Sriyanka Lahiri, a UF/IFAS entomologist, first found that ultraviolet light can help thwart the twospotted spider mite.
Now, Lahiri has discovered growers can combine UV light with three predatory mite species to more efficiently keep the twospotted spider mite in check. But farmers must be careful.
For her new study, Lahiri wanted to find out what would happen if she used UV light on the eggs of predatory mites in the research field of the Gulf Coast Research and Education Center (GCREC). At the same time, Lahiri used UV to suppress spider mites.
She and her team found that the same UV doses that kill most spider mite eggs also kill almost 90% of predatory mite eggs. That’s bad news because those predatory mites won’t grow to adulthood, which means they cannot eat the spider mites. The key to controlling twospotted spider mites is to use UV lights, then release adult predatory mites.
“This research finding informs growers about the limitations of using UV light in combination with predatory mites,” said Lahiri, a faculty member at GCREC. “Using our new information, growers can protect the predators, while using UV light for maximum spider mite suppression.”

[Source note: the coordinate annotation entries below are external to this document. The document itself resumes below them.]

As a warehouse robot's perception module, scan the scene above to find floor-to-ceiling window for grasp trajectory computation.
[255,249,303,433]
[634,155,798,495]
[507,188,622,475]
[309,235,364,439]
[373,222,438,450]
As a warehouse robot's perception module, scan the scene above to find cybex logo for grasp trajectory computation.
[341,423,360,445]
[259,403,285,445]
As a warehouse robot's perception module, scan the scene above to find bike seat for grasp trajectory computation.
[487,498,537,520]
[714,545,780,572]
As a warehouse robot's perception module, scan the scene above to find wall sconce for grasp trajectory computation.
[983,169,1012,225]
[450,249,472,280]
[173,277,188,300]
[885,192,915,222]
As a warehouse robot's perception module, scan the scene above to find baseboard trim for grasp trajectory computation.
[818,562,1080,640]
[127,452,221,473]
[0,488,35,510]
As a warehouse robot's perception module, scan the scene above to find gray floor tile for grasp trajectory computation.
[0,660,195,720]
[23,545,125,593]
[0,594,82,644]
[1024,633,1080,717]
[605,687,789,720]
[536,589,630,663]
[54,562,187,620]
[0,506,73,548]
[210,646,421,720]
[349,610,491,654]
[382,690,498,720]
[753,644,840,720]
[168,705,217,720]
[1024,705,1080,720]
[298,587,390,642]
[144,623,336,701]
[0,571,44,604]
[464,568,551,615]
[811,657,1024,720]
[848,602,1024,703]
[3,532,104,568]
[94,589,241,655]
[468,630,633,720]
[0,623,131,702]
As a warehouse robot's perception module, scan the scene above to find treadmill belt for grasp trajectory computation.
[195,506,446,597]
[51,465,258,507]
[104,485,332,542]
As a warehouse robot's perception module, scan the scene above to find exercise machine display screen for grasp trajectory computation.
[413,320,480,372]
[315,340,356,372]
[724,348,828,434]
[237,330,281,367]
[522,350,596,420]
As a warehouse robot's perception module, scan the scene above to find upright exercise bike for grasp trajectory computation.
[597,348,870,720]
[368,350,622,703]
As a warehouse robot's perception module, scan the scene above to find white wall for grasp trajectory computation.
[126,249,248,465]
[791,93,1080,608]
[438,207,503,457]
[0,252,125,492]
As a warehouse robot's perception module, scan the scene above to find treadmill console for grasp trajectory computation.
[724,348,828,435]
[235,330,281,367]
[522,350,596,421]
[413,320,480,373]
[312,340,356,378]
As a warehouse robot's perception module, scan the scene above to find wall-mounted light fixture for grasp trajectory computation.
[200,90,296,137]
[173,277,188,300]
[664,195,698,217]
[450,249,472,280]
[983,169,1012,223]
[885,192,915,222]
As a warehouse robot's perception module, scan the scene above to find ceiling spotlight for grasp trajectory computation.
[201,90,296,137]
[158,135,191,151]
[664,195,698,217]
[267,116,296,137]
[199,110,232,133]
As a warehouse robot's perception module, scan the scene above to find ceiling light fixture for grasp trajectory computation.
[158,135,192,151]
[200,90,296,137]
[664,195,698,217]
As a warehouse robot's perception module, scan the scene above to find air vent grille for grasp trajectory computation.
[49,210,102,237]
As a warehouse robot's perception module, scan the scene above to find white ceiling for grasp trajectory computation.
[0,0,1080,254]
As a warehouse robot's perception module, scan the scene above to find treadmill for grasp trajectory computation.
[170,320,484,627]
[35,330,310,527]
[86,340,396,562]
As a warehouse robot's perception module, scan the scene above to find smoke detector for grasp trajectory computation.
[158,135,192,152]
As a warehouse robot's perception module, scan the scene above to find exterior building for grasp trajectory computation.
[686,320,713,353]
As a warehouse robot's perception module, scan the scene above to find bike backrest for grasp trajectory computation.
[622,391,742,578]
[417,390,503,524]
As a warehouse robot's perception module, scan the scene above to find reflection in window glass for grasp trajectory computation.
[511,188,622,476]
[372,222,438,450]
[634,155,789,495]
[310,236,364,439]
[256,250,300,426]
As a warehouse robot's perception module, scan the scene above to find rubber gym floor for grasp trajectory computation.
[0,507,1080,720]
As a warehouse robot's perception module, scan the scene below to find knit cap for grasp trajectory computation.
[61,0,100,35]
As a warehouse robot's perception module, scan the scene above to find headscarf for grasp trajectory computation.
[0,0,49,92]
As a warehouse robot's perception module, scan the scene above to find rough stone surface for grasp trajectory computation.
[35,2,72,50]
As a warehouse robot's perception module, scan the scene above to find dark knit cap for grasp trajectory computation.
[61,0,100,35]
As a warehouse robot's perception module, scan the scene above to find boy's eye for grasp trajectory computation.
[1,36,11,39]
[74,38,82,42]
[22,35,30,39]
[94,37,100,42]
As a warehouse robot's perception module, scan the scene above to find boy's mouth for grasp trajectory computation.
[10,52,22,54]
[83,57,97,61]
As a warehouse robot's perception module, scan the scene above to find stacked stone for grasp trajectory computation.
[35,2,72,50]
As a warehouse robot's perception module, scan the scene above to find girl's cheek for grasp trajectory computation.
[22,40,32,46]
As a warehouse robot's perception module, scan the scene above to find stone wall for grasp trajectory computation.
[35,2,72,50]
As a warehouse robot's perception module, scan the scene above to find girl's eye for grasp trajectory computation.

Twospotted spider mites use their piercing mouths to feed on leaves and can reduce strawberry yield by 10 percent to 25 percent, a worrisome loss for any grower.

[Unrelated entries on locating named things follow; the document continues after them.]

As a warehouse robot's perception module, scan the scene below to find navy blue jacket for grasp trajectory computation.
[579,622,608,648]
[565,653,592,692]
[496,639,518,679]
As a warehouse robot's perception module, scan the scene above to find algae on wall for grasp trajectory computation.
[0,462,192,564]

Most farmers spray chemicals on their strawberries to thwart the mites. But UF/IFAS scientists are trying to find ways to reduce growers’ use of miticides. That’s why researchers are studying integrated pest management methods to control the mites.
“These mites can build webs that protect them from many pest-management strategies,” Lahiri said. “Add to that their high reproductive rates, and the mites start reducing strawberry yield. This research helps combine physical and biological control strategies to help farmers avoid yield losses, without using miticide. For large-scale adoption of this technique, farmers can eventually use lightweight automated devices.”